As discussed earlier, with FEP7+, there is a separation between WC server and search server. The catalog pages, for example, category and product pages have REST calls which hit the search server directly. In this scenario, there can be two possible options for caching category navigation pages:
1) If WC JSPs are being used for rendering the UI then full page and fragment caching can be used as discussed above.
2) If a different technology is used as the front-end (for example, a content management system) and WC is used only as the back-end, then it is a common practice to use the REST API provided by WC for the business logic. In this case, the response of the REST calls can be cached in the search server (discussed in next point). This keeps the separation of browse and transactional traffic intact and as a result one can fully benefit from the ability to scale up search/browse traffic separately.
When using JSP caching, there are well documented invalidation techniques which can be implemented. Details can be found in IBM Knowledge Center:
REST services use both server-side caching and client-side caching. Server-side caching is achieved using dynacache, and client-side caching is achieved using cache directives in the response header.
The topic of REST caching is well documented, so I will not go into detail and instead just provide resources that can be useful for understanding how REST caching works. This topic in IBM Knowledge Center provides information about REST caching strategies.

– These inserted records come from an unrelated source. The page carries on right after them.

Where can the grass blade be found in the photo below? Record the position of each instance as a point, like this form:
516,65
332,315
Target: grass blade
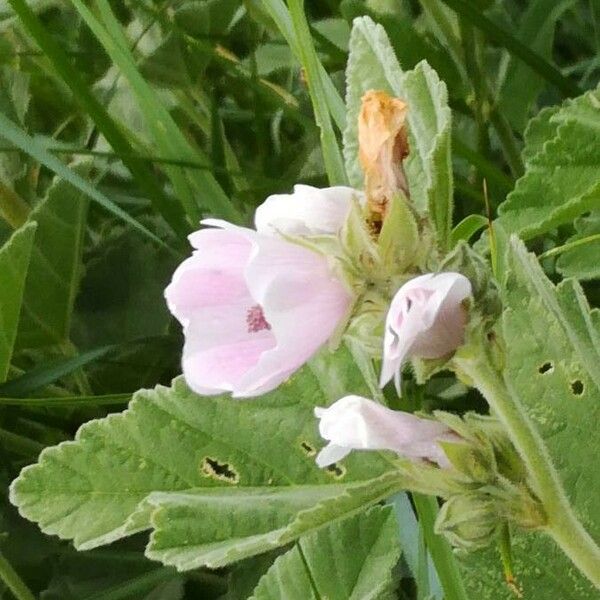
13,582
441,552
67,401
467,228
94,108
334,164
50,372
29,145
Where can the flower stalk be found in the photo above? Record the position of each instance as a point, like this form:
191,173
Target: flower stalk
562,524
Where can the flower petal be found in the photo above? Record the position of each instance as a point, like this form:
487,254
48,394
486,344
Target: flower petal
308,211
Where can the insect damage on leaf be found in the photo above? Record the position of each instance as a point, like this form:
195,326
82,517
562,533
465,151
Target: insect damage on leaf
547,367
337,471
221,471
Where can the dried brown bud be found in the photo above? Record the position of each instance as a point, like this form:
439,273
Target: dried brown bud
383,145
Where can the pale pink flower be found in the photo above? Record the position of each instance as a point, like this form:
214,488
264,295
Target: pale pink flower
356,423
254,309
307,211
426,319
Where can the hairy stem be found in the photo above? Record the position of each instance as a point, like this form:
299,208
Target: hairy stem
563,526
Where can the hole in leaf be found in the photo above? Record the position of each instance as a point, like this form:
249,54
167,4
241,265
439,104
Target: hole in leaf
336,470
307,448
547,367
577,387
222,471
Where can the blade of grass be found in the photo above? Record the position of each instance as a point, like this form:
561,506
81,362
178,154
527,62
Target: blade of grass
429,586
441,552
29,145
51,371
281,16
506,39
13,209
195,190
67,401
97,112
332,156
13,582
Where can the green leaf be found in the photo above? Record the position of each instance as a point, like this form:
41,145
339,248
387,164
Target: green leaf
373,65
55,267
332,156
105,484
321,564
14,261
541,571
561,180
35,149
581,261
554,350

To see an example of how to cache a REST request, you can refer to this blog post by Marco Fabbri.
From FEP7+, the search infrastructure can be deployed in a separated WAS cluster and then the dynacache service can be enabled on every cluster member the same way you do on Commerce servers. The response of the search REST calls can be cached using dynacache on the search server itself. This is an excellent blog post by Marco Fabbri that describes how to do so.
The default invalidation technique used on the search server is different from the WC server. Since there is no scheduler running on the search server, there is no DynaCacheInvalidation job that runs in the background to perform invalidations. The invalidation on the search server is managed by the cache manager instead. The search server periodically checks for pending invalidations (pending invalidation events in CACHEIVL table) before executing each request. What this means is that each search server instance is responsible for invalidation of its own (local) cache instances.

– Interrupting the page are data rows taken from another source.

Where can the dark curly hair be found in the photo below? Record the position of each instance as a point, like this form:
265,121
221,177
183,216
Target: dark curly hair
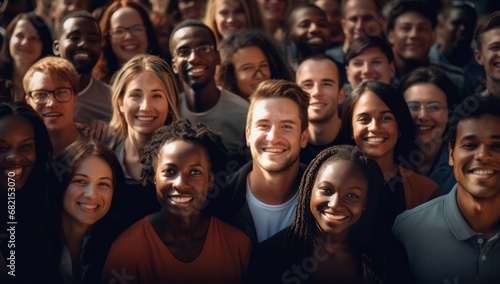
183,130
303,229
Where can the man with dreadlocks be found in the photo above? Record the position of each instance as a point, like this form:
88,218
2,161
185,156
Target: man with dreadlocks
261,197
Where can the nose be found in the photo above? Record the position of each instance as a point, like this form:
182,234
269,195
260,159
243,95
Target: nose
145,103
334,201
482,153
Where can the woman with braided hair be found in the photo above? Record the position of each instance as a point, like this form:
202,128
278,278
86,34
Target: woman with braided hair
181,243
328,240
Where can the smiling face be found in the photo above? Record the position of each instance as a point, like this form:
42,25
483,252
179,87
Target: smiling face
56,116
274,134
337,198
430,125
89,194
17,151
25,46
144,105
198,69
309,31
323,88
230,17
79,43
476,157
129,45
374,127
250,67
182,177
412,37
371,65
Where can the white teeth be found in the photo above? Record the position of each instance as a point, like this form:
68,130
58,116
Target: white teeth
145,118
181,199
374,139
334,217
52,114
273,150
16,171
483,172
88,206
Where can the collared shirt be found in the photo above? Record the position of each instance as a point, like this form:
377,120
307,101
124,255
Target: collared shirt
443,248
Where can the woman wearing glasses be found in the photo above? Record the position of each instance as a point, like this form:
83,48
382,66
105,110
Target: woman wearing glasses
51,85
429,94
126,31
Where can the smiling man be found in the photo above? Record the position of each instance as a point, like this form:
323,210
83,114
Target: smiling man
79,41
326,92
195,58
465,223
261,198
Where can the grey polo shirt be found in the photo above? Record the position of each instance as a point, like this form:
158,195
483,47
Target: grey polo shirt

WebSphere Commerce contains code to use the WebSphere Dynamic Cache facility to perform more caching of database query results. This additional caching code is referred to as the WC data cache. Similar to this, there exists a data cache on the search server that is used for storing internal runtime properties that are used by certain search features to improve overall performance. These data object caches are configured to use DistributedMap object caches.
This Knowledge Center link provides a list of search data caches.

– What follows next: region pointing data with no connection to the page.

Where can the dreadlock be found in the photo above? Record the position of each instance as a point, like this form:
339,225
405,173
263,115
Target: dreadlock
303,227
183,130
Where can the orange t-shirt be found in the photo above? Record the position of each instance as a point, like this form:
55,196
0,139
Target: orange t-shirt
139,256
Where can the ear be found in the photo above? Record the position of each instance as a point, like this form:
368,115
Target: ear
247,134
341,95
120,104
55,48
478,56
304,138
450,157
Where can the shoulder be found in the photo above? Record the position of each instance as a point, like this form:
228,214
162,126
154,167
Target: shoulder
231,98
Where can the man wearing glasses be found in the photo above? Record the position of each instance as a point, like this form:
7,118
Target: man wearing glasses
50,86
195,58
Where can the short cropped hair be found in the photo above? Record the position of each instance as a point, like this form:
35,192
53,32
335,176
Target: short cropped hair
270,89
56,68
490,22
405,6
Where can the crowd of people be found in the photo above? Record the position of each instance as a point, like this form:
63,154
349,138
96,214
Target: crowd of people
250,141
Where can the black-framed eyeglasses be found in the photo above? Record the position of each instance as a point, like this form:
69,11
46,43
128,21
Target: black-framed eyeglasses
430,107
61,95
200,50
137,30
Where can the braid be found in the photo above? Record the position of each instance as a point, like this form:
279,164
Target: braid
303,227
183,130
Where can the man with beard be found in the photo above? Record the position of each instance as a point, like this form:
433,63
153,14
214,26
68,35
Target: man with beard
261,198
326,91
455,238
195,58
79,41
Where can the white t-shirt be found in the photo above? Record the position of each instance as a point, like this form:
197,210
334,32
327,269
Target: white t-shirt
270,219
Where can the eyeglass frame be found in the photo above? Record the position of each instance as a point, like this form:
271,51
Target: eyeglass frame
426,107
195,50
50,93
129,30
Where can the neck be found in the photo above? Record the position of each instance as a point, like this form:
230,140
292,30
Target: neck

As with the base cache, the invalidations in the search data cache are managed by the cache manager on the search server. This blog entry by Andres Voldman can be referred to for more details about the search data cache configuration.
Solr native cache
To obtain maximum query performance, Solr stores several different pieces of information using in-memory caches. Result sets, filters and document fields are all cached so that subsequent, similar searches can be handled quickly. It is important to understand what they do and to tune them to suit the actual environment and search traffic.
You can refer to Apache Solr documentation for more information about Solr native cache.
There are multiple ways caching can be implemented in the WC and search servers. In this blog post, we discussed the cache configurations that are relevant for the search solution that uses the new search architecture introduced in Feature Pack 7.